The Working Class History T-Shirt of the Month for March pays homage to the two-month-long so-called “Bread & Roses” strike that ended on 14 March 1912 in Lawrence, Massachusetts in the USA. Two days earlier, on 12 March, factory owners gave in to most of the demands of the 20,000 striking women and girls. The walkout, initiated by Polish women workers, was denounced by the American Federation of Labour as too “revolutionary” and “anarchist”. Because of the lack of support, the women workers turned instead to the more radical Industrial Workers of the World union.
The name of the strike refers on the one hand to the satisfaction of basic needs like bread and on the other hand to the beautiful things in life, symbolised by roses. Both are worth fighting for. In a song that was sung at the protests, it says “yes, it is bread we fight for, but we fight for roses too”.

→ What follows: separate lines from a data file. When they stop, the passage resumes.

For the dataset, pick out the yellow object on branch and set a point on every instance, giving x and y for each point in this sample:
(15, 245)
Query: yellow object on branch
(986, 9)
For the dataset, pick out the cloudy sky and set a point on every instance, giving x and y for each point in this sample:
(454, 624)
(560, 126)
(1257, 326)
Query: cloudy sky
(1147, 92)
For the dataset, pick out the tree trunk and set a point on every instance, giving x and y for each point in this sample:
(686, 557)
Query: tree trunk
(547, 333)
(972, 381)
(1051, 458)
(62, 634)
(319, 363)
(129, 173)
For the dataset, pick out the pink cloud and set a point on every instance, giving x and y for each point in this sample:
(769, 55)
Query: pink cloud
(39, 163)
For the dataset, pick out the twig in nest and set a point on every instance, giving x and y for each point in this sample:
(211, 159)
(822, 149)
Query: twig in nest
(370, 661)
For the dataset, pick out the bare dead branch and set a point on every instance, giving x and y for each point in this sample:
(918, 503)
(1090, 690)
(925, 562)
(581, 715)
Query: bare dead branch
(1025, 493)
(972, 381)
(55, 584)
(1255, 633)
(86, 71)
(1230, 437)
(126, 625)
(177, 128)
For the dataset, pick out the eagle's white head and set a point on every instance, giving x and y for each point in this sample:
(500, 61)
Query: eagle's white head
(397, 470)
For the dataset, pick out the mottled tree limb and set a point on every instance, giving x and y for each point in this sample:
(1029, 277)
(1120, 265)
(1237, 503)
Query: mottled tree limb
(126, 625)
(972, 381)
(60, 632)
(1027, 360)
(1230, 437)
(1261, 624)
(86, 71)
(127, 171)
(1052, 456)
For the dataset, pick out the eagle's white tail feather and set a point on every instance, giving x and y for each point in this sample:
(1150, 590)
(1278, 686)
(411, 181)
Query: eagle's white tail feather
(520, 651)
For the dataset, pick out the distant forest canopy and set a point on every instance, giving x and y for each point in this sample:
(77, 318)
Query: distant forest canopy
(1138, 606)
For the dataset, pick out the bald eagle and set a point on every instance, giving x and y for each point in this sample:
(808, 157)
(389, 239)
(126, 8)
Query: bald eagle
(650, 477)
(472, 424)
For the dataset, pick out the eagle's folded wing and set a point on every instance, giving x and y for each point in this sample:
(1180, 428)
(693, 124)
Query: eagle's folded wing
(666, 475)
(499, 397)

It is worth mentioning the extremely inclusive organising work of the women workers, whose meetings were translated into almost 30 languages to enable all ethnic groups to actively participate in the strike. Together they confronted brutal police and military repression and eventually won major concessions for the entire garment industry at the time. In particular, they won a 15 per cent wage increase, double overtime pay and amnesty for most of the strikers. A campaign to free IWW organisers arrested during the strike continued until they were acquitted in November.
About the design: This month’s design is by artist and tattooist Nora Lehrmann. Nora chose a drawing of roses and wheat as a symbol for bread to represent the strike. She has also included the period of the strike (11.01.-14.03.1912) in a banderole. This time, the design deliberately does without an ‘intrusive’ slogan and captivates with the simple and subtle beauty of the monochrome drawing.